Ella se levantó y se limpió las manos sucias con su vestido, intentando alisarlo, pero lo único que logró fue esparcir la suciedad.


–Mírame ahora– dijo riendo. –Las personas pensarán que vine al bosque a tener sexo.


–Muchas chicas andan por ahí con la falda sucia.


Ella dio algunos pasos hacia adelante, dándome la espalda.


–Vine aquí a tener sexo. Excepto que no lo hicimos. Sólo que parece como si lo hubiésemos hecho. Es tan tonto–. Inspiró profundamente. –¿Quién es ella, Pedro?


La imagen del dolor en los ojos de Paula al mirarnos a Rosalinda y a mí pasó por mi mente. Paula lo sabía. En ese momento, ella reconoció lo que nunca había querido ver y se sintió mal consigo misma. Y yo no pude ir con ella para hacerla sentir mejor. No pude confortarla. Lo único que hice fue protegerla con mi silencio y mi negligencia.

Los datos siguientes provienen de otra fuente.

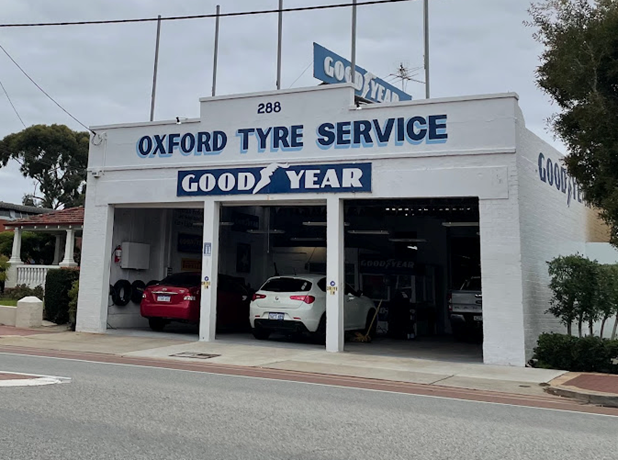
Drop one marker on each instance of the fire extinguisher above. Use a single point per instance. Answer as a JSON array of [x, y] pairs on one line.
[[117, 254]]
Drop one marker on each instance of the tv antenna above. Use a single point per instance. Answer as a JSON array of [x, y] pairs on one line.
[[405, 74]]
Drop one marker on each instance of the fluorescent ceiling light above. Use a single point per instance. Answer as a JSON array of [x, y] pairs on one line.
[[460, 224], [319, 224], [314, 224], [407, 240], [369, 232], [262, 232]]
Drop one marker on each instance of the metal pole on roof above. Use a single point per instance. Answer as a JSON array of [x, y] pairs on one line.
[[156, 66], [279, 40], [426, 30], [216, 53], [353, 52]]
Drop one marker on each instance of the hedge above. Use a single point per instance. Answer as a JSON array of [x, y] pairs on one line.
[[577, 354], [57, 286]]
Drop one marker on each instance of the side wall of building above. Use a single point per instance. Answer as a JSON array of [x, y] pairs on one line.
[[554, 221]]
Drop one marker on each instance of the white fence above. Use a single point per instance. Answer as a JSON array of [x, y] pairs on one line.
[[33, 275]]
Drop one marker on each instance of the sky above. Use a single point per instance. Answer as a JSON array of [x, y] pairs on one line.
[[102, 74]]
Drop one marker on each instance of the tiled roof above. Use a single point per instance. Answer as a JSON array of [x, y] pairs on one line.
[[24, 209], [70, 216]]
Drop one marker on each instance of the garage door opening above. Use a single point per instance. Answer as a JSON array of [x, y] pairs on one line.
[[279, 254], [419, 261]]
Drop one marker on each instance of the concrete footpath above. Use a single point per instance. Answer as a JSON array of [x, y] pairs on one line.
[[292, 357]]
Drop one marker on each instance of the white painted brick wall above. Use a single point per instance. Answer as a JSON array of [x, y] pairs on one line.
[[549, 228]]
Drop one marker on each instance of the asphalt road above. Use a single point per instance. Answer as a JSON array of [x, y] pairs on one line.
[[127, 412]]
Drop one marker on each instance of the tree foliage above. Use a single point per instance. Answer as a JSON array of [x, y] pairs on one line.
[[574, 283], [579, 70], [54, 156]]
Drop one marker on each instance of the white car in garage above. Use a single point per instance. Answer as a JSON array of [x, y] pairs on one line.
[[297, 304]]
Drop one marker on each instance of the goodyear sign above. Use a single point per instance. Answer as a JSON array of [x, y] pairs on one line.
[[276, 178], [331, 68]]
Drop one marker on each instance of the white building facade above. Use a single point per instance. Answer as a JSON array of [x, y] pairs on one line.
[[316, 146]]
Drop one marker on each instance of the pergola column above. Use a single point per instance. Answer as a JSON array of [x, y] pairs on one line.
[[15, 259], [69, 247], [57, 249]]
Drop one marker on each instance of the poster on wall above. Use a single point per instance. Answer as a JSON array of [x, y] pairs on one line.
[[191, 265], [243, 258], [189, 244]]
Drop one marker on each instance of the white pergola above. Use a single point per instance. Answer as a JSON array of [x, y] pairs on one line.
[[65, 225]]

–No hay otra para mí– dije yo. –Deberías volver primero. 
Esperaré un rato.


–Bien. Puedes comer el almuerzo que te preparé– dijo ella.


–No creo que pueda...


–No lo quiero de vuelta– espetó ella. Y luego se fue, tan rápido que casi se cae. Supongo que pensó que, aunque no pudiese ver su rostro, me daría cuenta de que estaba llorando, y no quería que la viese.


La observé irse. Luego, me senté y comí sus sándwiches, tratando de llenar el vacío en mi corazón con comida que no podía saborear.